Ama bir başka kentte onlara rastlarsanız, sakın kaçırmayın.
Hayatın karmaşası içinde eğlenceli, bol kahkahalı 2 saat sizleri bekliyor olacak…
Akıllı telefon çılgınlığı
Akıllı telefon çılgınlığı tiyatro oyunlarında da ilginç diyalogların yaşanmasına sahne oluyor.
Pijamalı Adamlar oyunu sürerken, bir oyuncu, cep telefonuyla ilgilenen bir seyirciye,
“Hanfendi dikkat ediyorum da, oyunun başından bu yana telefonunuzla ilgileniyorsunuz. Telefonunuzu bırakın da bari bu son skeci kaçırmayın” dedi.
Üstelik oyun sürerken bu uyarı yapıldı telefonsever seyirciye!
Herhalde dünyada, tiyatro seyrederken bile cep telefonuyla fotoğraf çeken veya durum bildirimi yapan ya da mesajlaşan, twit atan başka bir izleyici kitlesi yoktur.
Ya da, oyunu bırakıp cep telefonuyla ilgilendiği için kimyası bozulan sadece bizim oyuncularımız vardır.
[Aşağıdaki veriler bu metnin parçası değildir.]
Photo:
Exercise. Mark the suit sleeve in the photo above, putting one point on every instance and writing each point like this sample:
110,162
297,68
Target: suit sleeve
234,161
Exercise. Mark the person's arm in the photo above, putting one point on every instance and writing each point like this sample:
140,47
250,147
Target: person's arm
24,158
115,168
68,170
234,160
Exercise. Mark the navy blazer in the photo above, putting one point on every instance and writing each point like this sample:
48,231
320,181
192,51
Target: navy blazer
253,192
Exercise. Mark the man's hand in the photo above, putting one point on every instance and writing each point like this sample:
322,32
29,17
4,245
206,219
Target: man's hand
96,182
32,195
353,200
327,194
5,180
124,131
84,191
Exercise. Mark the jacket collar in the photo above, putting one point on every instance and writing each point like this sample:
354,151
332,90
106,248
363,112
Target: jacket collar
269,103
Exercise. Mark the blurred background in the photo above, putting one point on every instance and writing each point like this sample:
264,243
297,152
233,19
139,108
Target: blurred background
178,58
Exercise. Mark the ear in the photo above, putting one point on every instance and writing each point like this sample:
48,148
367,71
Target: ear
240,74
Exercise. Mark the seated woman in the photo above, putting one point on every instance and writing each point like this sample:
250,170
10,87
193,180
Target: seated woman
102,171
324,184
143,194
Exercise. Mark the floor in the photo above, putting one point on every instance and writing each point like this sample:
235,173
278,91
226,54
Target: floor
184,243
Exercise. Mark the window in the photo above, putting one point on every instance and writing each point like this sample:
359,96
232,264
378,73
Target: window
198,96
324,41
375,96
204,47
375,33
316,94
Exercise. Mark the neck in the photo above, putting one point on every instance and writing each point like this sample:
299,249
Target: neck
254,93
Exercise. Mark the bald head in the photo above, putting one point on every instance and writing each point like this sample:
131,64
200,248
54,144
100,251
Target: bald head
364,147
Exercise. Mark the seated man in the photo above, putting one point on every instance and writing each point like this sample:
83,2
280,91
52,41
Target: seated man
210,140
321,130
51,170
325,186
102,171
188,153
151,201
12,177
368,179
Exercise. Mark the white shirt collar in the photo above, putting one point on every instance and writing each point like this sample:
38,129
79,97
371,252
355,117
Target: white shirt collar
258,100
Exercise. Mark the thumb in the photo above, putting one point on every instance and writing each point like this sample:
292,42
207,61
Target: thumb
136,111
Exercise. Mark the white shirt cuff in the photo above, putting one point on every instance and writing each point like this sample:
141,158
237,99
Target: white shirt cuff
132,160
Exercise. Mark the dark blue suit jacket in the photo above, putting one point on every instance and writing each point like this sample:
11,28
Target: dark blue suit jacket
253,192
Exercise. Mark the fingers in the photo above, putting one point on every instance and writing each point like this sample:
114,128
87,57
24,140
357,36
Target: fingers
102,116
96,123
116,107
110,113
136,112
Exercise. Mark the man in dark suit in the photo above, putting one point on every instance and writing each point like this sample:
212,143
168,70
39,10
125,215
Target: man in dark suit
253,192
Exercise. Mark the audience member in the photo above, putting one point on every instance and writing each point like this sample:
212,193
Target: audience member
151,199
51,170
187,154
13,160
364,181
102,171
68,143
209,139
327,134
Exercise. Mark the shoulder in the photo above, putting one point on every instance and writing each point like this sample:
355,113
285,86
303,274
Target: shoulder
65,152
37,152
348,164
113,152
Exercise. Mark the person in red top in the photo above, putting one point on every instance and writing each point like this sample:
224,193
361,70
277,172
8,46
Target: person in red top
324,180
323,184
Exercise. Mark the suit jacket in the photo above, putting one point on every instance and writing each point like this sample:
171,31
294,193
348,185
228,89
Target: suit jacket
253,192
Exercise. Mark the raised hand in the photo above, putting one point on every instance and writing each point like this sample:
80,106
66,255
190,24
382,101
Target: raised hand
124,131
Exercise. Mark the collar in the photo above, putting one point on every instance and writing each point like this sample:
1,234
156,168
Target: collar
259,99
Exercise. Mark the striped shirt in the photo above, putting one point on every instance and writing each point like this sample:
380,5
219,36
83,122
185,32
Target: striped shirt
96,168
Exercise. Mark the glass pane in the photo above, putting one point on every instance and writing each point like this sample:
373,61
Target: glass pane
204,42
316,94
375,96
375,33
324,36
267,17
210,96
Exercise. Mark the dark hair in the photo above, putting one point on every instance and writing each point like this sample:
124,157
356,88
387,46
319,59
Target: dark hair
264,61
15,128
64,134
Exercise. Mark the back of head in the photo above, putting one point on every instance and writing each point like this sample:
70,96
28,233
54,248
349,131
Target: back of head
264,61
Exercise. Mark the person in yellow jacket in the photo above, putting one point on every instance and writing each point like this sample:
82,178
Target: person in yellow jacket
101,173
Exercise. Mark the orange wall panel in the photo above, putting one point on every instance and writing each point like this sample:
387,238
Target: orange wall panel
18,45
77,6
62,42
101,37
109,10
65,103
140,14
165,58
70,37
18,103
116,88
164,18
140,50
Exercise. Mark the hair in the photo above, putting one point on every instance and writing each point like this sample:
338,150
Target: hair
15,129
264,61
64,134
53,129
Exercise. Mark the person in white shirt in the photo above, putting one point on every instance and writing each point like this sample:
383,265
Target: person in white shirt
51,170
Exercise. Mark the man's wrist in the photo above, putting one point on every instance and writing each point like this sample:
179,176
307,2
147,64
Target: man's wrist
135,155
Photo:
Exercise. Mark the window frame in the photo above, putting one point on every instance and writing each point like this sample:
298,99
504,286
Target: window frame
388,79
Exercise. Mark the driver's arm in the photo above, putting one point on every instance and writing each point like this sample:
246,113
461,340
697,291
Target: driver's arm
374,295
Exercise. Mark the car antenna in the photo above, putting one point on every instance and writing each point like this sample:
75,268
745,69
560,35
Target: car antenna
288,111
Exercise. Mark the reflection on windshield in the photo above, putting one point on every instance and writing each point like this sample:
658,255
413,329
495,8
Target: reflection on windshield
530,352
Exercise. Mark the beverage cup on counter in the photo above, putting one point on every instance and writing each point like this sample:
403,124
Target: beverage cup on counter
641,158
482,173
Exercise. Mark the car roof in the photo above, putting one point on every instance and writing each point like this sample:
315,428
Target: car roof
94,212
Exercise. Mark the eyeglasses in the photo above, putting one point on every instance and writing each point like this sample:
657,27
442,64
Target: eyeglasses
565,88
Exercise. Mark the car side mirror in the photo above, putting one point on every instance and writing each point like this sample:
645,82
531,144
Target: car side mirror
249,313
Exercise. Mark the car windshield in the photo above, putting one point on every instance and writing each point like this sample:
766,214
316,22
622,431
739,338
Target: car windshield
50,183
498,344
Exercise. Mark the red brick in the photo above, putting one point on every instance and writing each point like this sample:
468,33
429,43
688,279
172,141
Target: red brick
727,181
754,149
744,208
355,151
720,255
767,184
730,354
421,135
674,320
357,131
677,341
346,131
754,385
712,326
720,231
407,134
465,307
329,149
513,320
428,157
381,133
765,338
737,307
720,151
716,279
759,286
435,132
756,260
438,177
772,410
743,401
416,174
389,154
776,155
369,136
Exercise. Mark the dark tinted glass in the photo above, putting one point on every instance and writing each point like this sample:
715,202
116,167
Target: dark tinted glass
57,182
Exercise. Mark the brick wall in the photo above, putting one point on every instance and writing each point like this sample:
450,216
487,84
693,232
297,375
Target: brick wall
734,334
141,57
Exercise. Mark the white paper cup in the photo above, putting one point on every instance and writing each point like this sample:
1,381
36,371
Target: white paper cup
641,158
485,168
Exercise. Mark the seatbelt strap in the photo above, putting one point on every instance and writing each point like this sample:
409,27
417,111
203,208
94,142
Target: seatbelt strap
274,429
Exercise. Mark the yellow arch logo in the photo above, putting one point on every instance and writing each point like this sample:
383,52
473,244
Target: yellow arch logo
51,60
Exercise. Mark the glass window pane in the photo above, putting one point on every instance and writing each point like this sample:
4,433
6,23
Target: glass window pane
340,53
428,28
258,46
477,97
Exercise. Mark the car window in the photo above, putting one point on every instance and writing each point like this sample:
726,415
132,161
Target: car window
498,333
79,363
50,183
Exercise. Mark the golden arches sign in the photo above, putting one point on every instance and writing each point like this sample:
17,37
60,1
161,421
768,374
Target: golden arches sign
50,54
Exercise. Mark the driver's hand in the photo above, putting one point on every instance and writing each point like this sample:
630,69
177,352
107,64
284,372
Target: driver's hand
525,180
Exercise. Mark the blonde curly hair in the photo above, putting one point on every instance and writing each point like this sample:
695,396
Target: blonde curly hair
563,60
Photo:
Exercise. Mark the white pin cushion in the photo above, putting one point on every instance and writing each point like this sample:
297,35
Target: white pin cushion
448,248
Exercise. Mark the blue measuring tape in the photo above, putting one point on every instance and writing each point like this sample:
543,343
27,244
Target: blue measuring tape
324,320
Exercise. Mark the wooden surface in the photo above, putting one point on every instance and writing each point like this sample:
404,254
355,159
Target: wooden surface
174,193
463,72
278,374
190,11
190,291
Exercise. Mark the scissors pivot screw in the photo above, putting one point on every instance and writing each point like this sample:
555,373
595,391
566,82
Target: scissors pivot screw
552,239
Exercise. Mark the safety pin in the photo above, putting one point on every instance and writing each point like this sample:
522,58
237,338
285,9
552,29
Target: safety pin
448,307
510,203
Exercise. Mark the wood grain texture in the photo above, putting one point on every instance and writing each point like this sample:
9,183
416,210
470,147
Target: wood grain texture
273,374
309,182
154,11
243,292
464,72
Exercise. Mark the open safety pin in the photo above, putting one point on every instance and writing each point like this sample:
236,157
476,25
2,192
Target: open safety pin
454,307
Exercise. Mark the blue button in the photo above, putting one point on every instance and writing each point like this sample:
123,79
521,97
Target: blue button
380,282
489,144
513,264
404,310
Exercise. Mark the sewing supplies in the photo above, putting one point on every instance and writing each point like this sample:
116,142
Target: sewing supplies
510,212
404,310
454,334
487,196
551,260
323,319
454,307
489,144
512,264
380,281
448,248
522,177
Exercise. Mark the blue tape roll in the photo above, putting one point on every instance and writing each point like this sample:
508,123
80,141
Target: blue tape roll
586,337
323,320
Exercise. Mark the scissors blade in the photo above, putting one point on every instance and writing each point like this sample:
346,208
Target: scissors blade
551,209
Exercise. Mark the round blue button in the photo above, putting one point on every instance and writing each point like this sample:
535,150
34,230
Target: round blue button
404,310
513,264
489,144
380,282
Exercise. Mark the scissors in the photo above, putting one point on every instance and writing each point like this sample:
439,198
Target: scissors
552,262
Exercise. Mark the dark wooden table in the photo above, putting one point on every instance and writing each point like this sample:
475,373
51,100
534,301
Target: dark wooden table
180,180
Cep telefonu mu bizi kullanıyor, biz mi cep telefonunu kullanıyoruz belli değil…
Bursa Ovası`na dair küçük bir düzeltme
Dün Bursa Ovası`nın küçülmesine dair yazımda, sehven hektar yerine metrekare yazmışım.
Doğrusu şu:
1970lerde 111 bin 245 hektar olan Bursa Ovası, bugün 85 bin hektara düştü.